Susan didn’t disagree.

“So this was your bedroom,” Abby said. “Has it changed much or is it an untouched shrine to your youth?”

“Apart from the fact that someone’s taken down all my posters of The Police, it’s an untouched shrine, but not to my youth. This is a shrine to my grandmother’s optimism. She really believes she’ll get around to ironing that pile of clothes. It was there when I first moved here back in 1979.” I looked around. “Same bed, same dresser, same carpet. You can see less of all three now, thanks to the assortment of accumulated shit. What the hell is this?” I picked a doll up off the dresser.

“It looks suspiciously like Shirley Temple.”

“It has one eye that doesn’t quite work. It looks suspiciously like me.”

Abby negotiated a path through my grandmother’s stacks of Life magazine to examine a framed poem. “Hey, what’s this? For Poppy on her Graduation, May 23, 1984. By Myrtle Abernathy Bartholomew.”

“Oh, for God’s sake, please don’t read that.”

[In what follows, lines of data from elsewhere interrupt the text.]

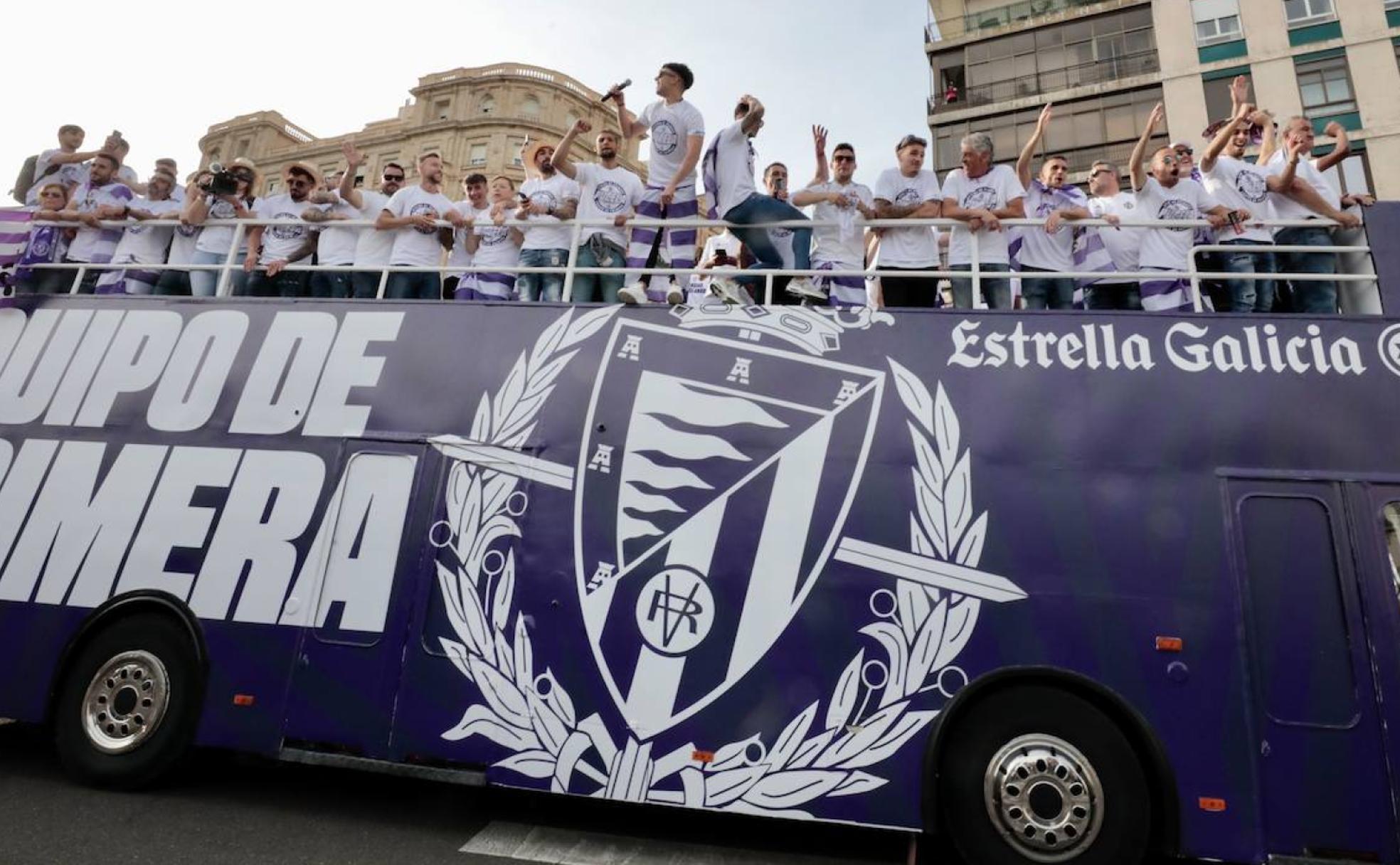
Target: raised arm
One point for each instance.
(1028, 153)
(1226, 132)
(562, 163)
(1340, 152)
(1136, 171)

“When Poppy was born, she was little and sweet, from the top of her head, to her tiny pink feet.”

“Okay, please don’t read it aloud.”

“She soon grew tall, and strong and fair, with Polish cheekbones, and short brown hair.” She paused to consider my cheekbones. “So far, so good. I suppose those are Polish cheekbones, anyway. She looked like a countess, from old Warsaw, with a brave Roman nose, and eyebrows like the Shah. Eyebrows like the Shah?”

“In some universe, Shah rhymes with Warsaw. You have to admit, my eyebrows are rather Shah-esque.” I waggled them at her for emphasis.

“More Groucho than Shah. Why is your nose brave?”

“I’m not afraid to stick it into other people’s business.”

“Ain’t that the truth. She’s graduating today, and we feel so proud, we’re telling the world, we’re shouting out loud!”

“Oh, the shame.”

“Oh, my ass. I think it’s nice. Your grandma was proud of you. She wrote you a poem. So it’s not your damn Shakespeare, so what? Your family loves you. You have no business complaining.”

“No,” I agreed. “And yes, they do. However, as long as you’re passing out pearls of wisdom, here’s one for your treasure trove. Edna loves you, too.”

“Right.”

“I have proof. Remember when we needed jobs the summer after graduation?”

“Yeah?”

“Edna got us jobs—you and me both. She didn’t have to help me. She didn’t want to help me. She did it because you asked her.”

Abby sat down on the bed and looked under Shirley Temple’s skirt. “No underwear,” she said. “Perhaps she should change her name to Dolores.”

“Perhaps you should stop violating the Littlest Rebel.”